Assinatura de Acordos de Cooperação com a Rede Estratégia ODS
Ainda durante o evento, foi celebrada a assinatura de dois acordos de cooperação da Rede com o Programa Cidades Sustentáveis e com o Local Lab. A assinatura desses acordos soma-se a outras parcerias instituídas com o objetivo de consolidar a iniciativa - da rede Estratégia ODS com os estados do Paraná, Santa Catarina e Maranhão, além do acordo com a Associação Brasileira de Municípios.

Para Roberto Mattos, secretário adjunto da Secretaria de Planejamento do estado do Maranhão, cooperação é imprescindível e vai além da assinatura de um termo. Ele diz que é necessário “agir conjuntamente para transformar nosso país”.

Prêmio Boas Práticas EODS 2022
O encontro também foi palco para o anúncio dos vencedores do Prêmio Estratégia ODS Brasil 2022. As iniciativas foram reconhecidas pela equipe técnica do prêmio, composta por Santiago Gallo, Laurêncio Korbs e Carmen Bueno, além do corpo de jurados.

“Cada ação que a gente faz está mudando a vida de alguém e a ideia do prêmio Estratégia ODS é reconhecer, valorizar e homenagear todos vocês que fazem a diferença”, destacou Miriam Barreto, assessora de projetos da FNP. Todas as iniciativas estarão em um banco de boas práticas, que está em construção em parceria com a ENAP.

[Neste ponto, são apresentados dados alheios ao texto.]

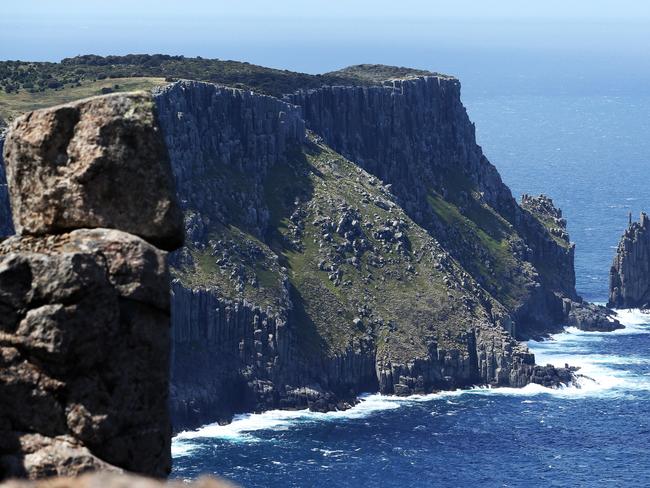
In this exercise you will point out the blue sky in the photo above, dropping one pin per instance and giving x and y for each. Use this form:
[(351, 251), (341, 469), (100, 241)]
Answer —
[(474, 39)]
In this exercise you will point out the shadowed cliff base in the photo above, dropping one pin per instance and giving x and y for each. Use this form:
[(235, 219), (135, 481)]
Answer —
[(304, 282)]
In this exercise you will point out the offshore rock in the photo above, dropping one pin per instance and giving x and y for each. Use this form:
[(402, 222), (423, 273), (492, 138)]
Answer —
[(629, 276), (6, 222), (99, 162), (84, 313), (591, 317)]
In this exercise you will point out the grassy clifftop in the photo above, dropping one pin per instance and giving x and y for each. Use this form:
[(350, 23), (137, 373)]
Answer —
[(26, 86)]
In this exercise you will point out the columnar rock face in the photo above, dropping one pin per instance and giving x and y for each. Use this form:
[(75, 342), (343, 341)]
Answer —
[(6, 222), (223, 142), (415, 134), (302, 282), (629, 277), (84, 328)]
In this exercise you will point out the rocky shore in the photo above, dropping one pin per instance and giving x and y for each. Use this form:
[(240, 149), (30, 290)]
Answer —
[(327, 253)]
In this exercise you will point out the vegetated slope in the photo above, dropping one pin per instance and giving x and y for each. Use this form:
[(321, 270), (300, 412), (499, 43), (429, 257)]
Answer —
[(26, 86), (414, 134), (302, 282), (629, 276)]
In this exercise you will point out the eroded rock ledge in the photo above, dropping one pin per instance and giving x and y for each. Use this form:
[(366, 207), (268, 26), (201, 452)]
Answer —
[(84, 309)]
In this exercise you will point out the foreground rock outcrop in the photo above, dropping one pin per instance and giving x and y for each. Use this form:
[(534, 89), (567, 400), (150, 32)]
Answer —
[(629, 276), (84, 322)]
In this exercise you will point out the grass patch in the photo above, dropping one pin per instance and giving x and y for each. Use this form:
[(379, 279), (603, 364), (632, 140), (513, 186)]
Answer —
[(15, 104)]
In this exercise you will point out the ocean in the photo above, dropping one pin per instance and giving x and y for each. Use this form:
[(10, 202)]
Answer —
[(591, 155)]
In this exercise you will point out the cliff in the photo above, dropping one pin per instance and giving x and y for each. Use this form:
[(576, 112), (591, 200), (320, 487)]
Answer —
[(347, 239), (629, 276), (6, 223), (84, 329), (303, 282), (414, 134)]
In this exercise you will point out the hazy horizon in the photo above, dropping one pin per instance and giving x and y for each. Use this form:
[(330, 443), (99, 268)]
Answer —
[(582, 46)]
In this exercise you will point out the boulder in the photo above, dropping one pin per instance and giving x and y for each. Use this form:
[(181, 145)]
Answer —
[(84, 353), (99, 162)]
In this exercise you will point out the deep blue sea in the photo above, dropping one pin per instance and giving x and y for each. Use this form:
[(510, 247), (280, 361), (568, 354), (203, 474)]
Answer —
[(592, 155)]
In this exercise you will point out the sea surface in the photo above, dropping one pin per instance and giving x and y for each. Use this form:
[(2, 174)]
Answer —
[(591, 154)]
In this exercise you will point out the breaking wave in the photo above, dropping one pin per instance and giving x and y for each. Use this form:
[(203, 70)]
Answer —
[(601, 374)]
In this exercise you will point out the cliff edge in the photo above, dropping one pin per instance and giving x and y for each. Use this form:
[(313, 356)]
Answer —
[(305, 280)]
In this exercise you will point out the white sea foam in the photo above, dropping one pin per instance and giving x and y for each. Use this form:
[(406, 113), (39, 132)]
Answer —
[(572, 346)]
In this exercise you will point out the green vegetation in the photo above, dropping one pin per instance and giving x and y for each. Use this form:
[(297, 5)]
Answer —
[(376, 73), (27, 85), (485, 240), (355, 272)]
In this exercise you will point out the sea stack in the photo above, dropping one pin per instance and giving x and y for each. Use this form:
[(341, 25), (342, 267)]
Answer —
[(629, 277), (84, 291)]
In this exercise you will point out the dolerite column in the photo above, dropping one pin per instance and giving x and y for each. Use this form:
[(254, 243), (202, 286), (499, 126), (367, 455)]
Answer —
[(84, 291)]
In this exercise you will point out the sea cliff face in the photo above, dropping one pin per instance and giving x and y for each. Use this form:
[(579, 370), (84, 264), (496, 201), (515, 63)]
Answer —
[(629, 277), (6, 222), (415, 135), (303, 281)]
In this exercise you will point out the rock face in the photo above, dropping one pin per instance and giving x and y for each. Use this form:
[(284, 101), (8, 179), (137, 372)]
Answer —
[(629, 277), (110, 480), (85, 155), (303, 282), (84, 328), (415, 134)]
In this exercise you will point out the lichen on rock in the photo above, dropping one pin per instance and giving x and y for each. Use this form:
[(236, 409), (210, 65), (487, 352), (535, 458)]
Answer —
[(629, 277), (84, 322)]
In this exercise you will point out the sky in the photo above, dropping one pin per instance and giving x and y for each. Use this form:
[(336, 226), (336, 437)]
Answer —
[(496, 42)]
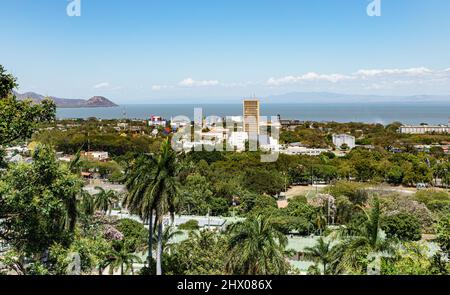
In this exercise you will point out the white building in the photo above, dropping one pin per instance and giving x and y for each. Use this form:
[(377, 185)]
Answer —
[(424, 129), (237, 140), (341, 139), (157, 121)]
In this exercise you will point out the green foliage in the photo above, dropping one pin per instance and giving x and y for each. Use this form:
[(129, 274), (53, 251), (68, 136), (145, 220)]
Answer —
[(428, 197), (353, 191), (189, 225), (7, 83), (92, 250), (201, 254), (37, 200), (135, 234), (410, 259), (263, 182), (19, 118), (256, 248), (443, 234), (402, 226)]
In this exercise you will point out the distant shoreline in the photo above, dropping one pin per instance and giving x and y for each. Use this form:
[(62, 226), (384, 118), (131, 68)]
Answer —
[(383, 113)]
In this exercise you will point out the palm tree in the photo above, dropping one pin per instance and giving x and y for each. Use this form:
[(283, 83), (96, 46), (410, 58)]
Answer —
[(169, 233), (105, 199), (256, 248), (322, 253), (122, 259), (139, 200), (320, 220), (357, 248), (153, 189), (86, 203)]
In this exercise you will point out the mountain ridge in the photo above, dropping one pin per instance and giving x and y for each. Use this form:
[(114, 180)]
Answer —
[(93, 102)]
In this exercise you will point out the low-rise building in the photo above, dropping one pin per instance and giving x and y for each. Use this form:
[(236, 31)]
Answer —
[(425, 129), (303, 151), (157, 121), (339, 140), (238, 140), (96, 156)]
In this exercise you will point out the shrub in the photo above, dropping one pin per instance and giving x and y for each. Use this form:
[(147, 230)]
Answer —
[(402, 226), (189, 225)]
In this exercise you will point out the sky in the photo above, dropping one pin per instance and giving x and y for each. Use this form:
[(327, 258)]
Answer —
[(147, 51)]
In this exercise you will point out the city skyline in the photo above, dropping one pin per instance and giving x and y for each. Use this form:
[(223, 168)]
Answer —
[(155, 51)]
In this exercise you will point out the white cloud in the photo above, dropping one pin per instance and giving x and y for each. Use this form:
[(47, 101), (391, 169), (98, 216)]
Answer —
[(308, 77), (159, 87), (388, 72), (102, 85), (189, 82)]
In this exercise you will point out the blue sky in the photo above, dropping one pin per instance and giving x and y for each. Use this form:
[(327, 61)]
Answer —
[(139, 51)]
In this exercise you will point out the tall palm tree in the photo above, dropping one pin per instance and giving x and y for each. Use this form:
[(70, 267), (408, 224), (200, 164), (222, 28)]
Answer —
[(320, 220), (256, 248), (105, 199), (121, 258), (139, 199), (165, 192), (169, 233), (86, 203), (322, 253), (152, 186), (357, 248)]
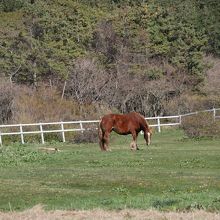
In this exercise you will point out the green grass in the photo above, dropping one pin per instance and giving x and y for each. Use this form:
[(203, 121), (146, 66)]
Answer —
[(171, 174)]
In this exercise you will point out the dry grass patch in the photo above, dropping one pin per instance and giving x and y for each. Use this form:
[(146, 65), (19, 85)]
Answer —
[(38, 213)]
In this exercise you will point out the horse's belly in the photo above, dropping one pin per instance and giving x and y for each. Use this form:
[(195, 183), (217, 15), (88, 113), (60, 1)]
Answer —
[(119, 131)]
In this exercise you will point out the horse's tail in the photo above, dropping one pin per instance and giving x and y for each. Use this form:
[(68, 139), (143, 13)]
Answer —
[(100, 133)]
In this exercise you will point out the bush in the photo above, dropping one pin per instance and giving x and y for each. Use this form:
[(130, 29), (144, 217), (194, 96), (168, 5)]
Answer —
[(201, 125), (89, 136)]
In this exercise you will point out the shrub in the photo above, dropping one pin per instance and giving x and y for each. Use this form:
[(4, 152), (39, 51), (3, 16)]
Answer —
[(201, 125)]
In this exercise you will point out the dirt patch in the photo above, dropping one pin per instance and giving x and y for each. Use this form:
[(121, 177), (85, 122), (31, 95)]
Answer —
[(38, 213)]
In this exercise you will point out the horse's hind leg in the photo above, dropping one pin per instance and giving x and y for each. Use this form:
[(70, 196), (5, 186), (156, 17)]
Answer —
[(101, 139), (106, 140)]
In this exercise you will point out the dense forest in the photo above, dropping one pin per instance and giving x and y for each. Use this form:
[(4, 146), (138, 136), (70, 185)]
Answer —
[(69, 59)]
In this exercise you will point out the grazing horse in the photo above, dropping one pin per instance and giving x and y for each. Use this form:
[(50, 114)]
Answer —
[(131, 123)]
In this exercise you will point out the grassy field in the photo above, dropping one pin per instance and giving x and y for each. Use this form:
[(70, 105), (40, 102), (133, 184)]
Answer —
[(174, 173)]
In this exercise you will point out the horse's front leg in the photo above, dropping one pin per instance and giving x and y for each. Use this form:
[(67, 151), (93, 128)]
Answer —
[(133, 144)]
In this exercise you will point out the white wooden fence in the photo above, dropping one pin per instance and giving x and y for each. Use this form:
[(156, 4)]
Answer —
[(81, 126)]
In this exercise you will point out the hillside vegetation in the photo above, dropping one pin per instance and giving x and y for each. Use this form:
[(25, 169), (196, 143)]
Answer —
[(90, 57)]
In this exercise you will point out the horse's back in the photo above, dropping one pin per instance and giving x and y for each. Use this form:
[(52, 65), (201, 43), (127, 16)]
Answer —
[(123, 123)]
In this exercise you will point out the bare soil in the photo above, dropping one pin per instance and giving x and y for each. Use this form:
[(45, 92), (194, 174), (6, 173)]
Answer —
[(38, 213)]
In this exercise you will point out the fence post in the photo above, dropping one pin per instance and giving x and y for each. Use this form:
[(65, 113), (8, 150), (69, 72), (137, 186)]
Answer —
[(1, 138), (22, 135), (63, 134), (42, 133), (81, 126), (158, 124), (214, 113)]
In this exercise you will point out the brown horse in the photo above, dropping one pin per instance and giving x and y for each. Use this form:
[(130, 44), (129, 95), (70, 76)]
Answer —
[(131, 123)]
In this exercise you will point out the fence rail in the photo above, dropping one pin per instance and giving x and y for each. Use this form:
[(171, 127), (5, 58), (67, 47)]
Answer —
[(81, 127)]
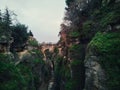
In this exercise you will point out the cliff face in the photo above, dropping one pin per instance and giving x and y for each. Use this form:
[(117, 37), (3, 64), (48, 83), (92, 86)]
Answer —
[(88, 35)]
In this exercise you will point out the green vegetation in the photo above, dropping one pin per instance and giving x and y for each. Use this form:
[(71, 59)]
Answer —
[(74, 34), (107, 47)]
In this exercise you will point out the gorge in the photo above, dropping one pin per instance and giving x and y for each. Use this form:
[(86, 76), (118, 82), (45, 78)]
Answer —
[(86, 57)]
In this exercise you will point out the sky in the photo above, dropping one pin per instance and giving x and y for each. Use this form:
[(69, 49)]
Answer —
[(43, 17)]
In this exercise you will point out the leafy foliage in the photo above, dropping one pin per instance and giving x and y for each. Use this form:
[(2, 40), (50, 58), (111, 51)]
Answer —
[(107, 47)]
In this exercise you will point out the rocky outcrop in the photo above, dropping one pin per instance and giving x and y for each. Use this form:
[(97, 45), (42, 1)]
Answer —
[(95, 74)]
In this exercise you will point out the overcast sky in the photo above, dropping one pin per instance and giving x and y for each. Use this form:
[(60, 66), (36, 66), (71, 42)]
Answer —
[(43, 17)]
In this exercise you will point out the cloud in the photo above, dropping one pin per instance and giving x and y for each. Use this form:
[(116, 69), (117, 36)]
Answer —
[(43, 17)]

Ao total, o prêmio recebeu 236 inscrições. Dessas, 145 foram classificadas, resultando em 10 finalistas em cada categoria, que receberam uma certificação. A região Sudeste foi a que mais esteve representada, com 33% das práticas; seguida do Nordeste, com 32%; do Sul, com 24%; do Norte, com 6%; e do Centro-Oeste, com 5%. Abaixo, conheça os três primeiros lugares de cada categoria:

Categoria “Organizações da Sociedade Civil”
Terceiro lugar: Fundação Norberto Odebrecht, pelo projeto Educativo Produtivo (PEP);
Segundo lugar: Instituto Livres, pelo projeto Mais Água;
Primeiro lugar: Plan International Brasil, pelo projeto Água, Saúde e Vida.

Categoria “Setor Privado”
Terceiro lugar: C. Rolim Engenharia pela Prática Compromisso Verde;
Segundo lugar: Grupo de Moda SOMA S.A., pelo programa 1.000 árvores por dia, todos os dias;
Primeiro lugar: o Grupo INOCAS, pela prática Plantio de macaúba em sistemas consorciados em parceria com agricultores familiares.

 

Categoria “Ensino, pesquisa e extensão”
Terceiro lugar: Universidade do Extremo Sul Catarinense – UNESC, pela prática Empreendedorismo e plano de negócios: Ações direcionadas a capacitação de jovens e adolescentes do Bairro da Juventude;
Segundo lugar: Universidade Vale do Rio Doce, pelo programa de Extensão Rede Solidária Natureza Viva;
Primeiro lugar: Universidade Federal do Paraná, pela prática Meninas e Mulheres nas Ciências.

Categoria “Governos municipais e poder público”
Terceiro lugar: governo do estado do Paraná pelo projeto Renda Agricultor Familiar;
Segundo lugar: a prefeitura de Francisco Morato, pela prática Caminhos para a Transformação: município de Francisco Morato, Agenda 2030 e os ODS;
Primeiro lugar: Consórcio de Desenvolvimento dos Municípios do Alto Tietê – CONDEMAT, pelo projeto Recicla Cidade.